Carrigrohane Castle, the Co Cork former childhood family home of convicted fraudster Breifne O’Brien, has been put up for sale, ending more than 40 years of occupation by the O’Brien family.
The 400-year-old Tudor-style castle at the end of the Carrigrohane Road appeared without fanfare on a property website at the weekend, with a ‘price on application’ legend attached to its briefest of descriptions.
It is likely to be floated at about €2.5m, according to sources, though its named selling agent Michael Burns yesterday declined to comment publicly on the family’s plans for its sale.
It has been owned since the early 1970s by businessman and property investor Leo O’Brien and his wife Mary, who reared their children — including sons Breifne and broadcaster/journalist Daire O’Brien — within its walls and around its woodland walks.
Mr O’Brien owned valuable building investments on South Mall and Academy Street (now part of Opera Lane).
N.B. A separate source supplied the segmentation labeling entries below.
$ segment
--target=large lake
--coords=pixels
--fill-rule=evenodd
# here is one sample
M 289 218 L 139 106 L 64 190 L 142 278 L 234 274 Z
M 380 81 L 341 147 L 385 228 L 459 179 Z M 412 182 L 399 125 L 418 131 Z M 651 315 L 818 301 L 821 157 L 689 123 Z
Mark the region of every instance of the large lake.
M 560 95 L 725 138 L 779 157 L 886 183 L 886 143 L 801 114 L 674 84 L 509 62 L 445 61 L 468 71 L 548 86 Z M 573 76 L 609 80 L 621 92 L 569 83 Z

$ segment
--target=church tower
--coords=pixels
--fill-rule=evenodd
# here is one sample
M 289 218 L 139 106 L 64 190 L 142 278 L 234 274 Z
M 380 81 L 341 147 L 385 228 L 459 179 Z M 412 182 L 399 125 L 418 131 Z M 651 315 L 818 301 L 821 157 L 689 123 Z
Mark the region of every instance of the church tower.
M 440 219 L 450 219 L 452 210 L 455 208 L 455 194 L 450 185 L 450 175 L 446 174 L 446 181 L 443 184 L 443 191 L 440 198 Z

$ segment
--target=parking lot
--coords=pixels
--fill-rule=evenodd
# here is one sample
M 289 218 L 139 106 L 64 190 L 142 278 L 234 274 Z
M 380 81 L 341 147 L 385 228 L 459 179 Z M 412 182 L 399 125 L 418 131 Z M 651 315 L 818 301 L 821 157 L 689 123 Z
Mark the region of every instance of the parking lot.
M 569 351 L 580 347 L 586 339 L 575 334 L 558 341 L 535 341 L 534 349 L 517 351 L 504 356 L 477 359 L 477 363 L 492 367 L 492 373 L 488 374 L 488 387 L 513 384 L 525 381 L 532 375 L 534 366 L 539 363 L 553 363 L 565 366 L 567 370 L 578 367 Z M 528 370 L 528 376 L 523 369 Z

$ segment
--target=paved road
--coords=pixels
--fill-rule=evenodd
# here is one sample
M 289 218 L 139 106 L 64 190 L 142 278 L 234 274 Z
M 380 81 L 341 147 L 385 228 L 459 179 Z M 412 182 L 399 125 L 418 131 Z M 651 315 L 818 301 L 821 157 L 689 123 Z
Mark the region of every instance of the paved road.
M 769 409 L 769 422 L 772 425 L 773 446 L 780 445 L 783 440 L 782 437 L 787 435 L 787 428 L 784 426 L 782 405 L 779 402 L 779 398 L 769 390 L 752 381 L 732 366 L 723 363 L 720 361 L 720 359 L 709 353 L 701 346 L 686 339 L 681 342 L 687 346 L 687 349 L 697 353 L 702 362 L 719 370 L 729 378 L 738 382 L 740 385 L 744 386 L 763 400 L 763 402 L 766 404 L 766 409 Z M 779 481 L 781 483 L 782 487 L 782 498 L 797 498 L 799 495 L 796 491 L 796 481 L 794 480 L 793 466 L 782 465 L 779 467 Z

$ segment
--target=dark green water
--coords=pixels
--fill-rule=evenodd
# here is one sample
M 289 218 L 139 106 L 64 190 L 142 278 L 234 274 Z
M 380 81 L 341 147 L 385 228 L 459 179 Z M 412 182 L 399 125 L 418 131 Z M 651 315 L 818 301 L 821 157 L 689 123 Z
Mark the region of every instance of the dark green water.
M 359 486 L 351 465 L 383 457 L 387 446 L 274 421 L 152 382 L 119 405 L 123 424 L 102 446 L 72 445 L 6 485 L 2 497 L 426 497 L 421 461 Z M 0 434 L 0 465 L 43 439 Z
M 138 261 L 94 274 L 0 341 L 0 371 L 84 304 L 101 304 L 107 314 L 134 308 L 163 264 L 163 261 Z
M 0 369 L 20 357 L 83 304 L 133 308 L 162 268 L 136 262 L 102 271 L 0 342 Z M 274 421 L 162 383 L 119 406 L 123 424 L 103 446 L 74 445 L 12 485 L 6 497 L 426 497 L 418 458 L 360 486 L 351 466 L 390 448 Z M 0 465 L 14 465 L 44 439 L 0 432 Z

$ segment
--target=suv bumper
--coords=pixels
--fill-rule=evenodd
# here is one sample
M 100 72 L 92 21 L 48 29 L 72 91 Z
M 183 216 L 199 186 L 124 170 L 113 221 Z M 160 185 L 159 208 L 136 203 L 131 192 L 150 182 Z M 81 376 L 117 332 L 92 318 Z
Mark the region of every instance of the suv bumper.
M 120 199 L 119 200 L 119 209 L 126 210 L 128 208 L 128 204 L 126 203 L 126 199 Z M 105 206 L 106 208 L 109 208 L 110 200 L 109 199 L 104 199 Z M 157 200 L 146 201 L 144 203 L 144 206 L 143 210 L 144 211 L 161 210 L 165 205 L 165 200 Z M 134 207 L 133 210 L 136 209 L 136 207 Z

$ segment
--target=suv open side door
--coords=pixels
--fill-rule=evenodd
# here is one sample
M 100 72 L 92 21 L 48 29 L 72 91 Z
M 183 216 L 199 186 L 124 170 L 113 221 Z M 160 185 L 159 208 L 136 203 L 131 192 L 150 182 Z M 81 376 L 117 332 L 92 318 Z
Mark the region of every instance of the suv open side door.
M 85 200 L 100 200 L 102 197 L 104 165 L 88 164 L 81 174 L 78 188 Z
It’s understood that disgraced investor Breifne O’Brien held his wedding at Carrigrohane Castle to Dublin PR adviser and society figure Fiona Nagle in the in the mid-2000s, just before he was exposed in 2008 as having conned friends and family out of millions of euro to fund his extravagant lifestyle and run his own mansion homes.
Historic Carrigrohane Castle was brought back from a ruin in the 1830s and was largely rebuilt and maintained since. It is possibly the most dramatically-sited home in and around Cork City, on a high cliff overlooking the River Lee, between Ballincollig and the city.
For centuries, it dominated the skyline, looking out towards Muskerry, imperial over all it surveyed. At one stage, the demesne lands associated with the castle would have run to 1,500 acres, from the Model Farm Road to the eastern end of Ballincollig.
Now, the castle stands on a still-impressive and private 16 acres, half of it shielding woodland, and half in pasture and let out for farming use. The land and property offered for sale includes an entrance lodge by St Peter’s Church on Churchill Hill, and a guest house by a tennis court within the grounds.
The daft.ie property web listing says the castellated home has 6,500sq ft, with six bedrooms, and three bathrooms, and has all of the sort of features one would expect in a proper castle, with battlements, stone carvings, enormous fireplaces (but also oil central heating), gabled dormers, hefty internal beams and dark timbers, slate roof and look-out vantage points.
At one stage, the Muskerry tram would have passed under this craggily-set Corkleo castle, and a rockfall about 35 years ago on a section of cliff face caused the closure of the Carrigrohane Road for a period.